Caregiver Promises Past and Present

As a long-time spouse, taking on the role of caregiver can be an extremely difficult process that many couples simply do not foresee. Journalist Tara Bahrampour highlighted the conversations held among families about future long-term care steps in her recent Washington Post article called “Promise you’ll never put me in a nursing home.” Having witnessed the decline of a loved one in the past can influence the instructions someone gives to spouses and children now in favor of a residential facility. Instructions NOT to consider nursing home placement also can be impossible to ignore even as they become ever more difficult to safely follow. The stigma of “going to the home” can make people feel as though they were abandoned in their time of need.  While caregivers have the best intentions to heed all of their loved ones’ directions, many don’t realize the true scope of their responsibilities and the diverse care options available.
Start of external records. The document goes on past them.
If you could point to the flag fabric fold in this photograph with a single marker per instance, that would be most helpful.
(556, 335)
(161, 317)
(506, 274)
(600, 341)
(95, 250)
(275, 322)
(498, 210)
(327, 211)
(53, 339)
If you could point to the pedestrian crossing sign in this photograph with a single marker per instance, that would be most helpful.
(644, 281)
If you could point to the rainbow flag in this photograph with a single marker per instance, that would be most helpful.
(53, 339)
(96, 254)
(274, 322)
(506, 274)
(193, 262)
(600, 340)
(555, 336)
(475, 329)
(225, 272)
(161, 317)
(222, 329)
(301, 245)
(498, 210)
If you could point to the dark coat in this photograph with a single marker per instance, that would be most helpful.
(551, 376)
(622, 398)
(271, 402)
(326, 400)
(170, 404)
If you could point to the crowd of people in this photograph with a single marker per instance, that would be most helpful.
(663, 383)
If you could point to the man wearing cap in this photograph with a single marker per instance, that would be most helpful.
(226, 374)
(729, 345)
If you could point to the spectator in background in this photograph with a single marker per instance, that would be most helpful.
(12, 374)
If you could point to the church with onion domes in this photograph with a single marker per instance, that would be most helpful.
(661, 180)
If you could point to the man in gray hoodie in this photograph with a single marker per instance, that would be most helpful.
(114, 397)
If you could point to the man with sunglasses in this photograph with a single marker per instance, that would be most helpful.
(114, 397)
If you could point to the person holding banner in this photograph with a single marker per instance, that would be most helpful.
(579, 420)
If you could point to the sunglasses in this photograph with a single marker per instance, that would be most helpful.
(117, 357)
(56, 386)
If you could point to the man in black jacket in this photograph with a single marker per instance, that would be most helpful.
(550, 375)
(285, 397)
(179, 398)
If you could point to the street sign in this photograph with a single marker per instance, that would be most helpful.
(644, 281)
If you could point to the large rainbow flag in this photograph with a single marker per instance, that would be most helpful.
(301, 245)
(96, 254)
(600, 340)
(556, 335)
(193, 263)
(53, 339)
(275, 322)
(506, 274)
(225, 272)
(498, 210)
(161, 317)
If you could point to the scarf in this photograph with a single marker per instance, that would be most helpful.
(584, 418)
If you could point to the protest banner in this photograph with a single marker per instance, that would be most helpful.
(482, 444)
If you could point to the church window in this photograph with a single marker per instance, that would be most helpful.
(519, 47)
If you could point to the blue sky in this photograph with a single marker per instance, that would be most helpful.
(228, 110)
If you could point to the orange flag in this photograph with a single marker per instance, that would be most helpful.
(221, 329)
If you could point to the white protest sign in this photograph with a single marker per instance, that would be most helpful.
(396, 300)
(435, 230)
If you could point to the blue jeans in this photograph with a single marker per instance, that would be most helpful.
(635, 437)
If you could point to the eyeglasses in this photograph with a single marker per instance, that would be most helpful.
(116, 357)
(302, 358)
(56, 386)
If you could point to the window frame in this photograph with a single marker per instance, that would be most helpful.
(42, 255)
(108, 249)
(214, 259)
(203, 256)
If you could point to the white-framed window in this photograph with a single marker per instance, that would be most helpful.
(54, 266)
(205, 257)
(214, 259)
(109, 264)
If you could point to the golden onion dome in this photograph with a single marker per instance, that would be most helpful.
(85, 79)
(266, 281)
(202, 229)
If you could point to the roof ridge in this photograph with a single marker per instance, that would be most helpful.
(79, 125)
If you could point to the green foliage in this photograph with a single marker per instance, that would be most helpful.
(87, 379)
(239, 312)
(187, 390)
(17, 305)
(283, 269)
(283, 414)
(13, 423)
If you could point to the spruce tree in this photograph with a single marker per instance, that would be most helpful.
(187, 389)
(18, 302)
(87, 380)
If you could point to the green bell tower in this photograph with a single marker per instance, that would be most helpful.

Bahrampour features the thoughts of geriatrician Bill Thomas regarding what it might mean to change the conversation: “It’s actually the only thing we know how to do because we don’t have the actual language to say what we’re really asking: Promise me you’ll protect my dignity, promise you’ll protect my privacy, promise to make sure I don’t live in pain.” Exploring care options before a diagnosis or in the early stages of dementia can be a very helpful experience for caregivers. This way the entire family, including the one living with a dementia diagnosis, can recognize their options and help decide which environments would best fit their interests and needs. The promise a caregiver can best keep is to be a strong advocate who takes the necessary steps to allow their loved ones to thrive, regardless of their living environment.

To read Bahrampour’s full article, visit

Another essential resource for caregivers is a local support group designed to help families cope with the progressive stages of dementia. Here in Connecticut, the Alzheimer’s Association offers an innovative approach to caregiver support groups called Giving Alzheimer’s Purpose (GAP). The focus of these groups is on community involvement and interaction. Both Alzheimer’s patients and their caregivers are included in different activities at different locations for each session. The social focus is meant to empower its participants and stimulate cognition through exploration and outings like museums and yoga classes. To find a GAP group, contact the Alzheimer’s Association 24/7 Helpline at 1-800-272-3900.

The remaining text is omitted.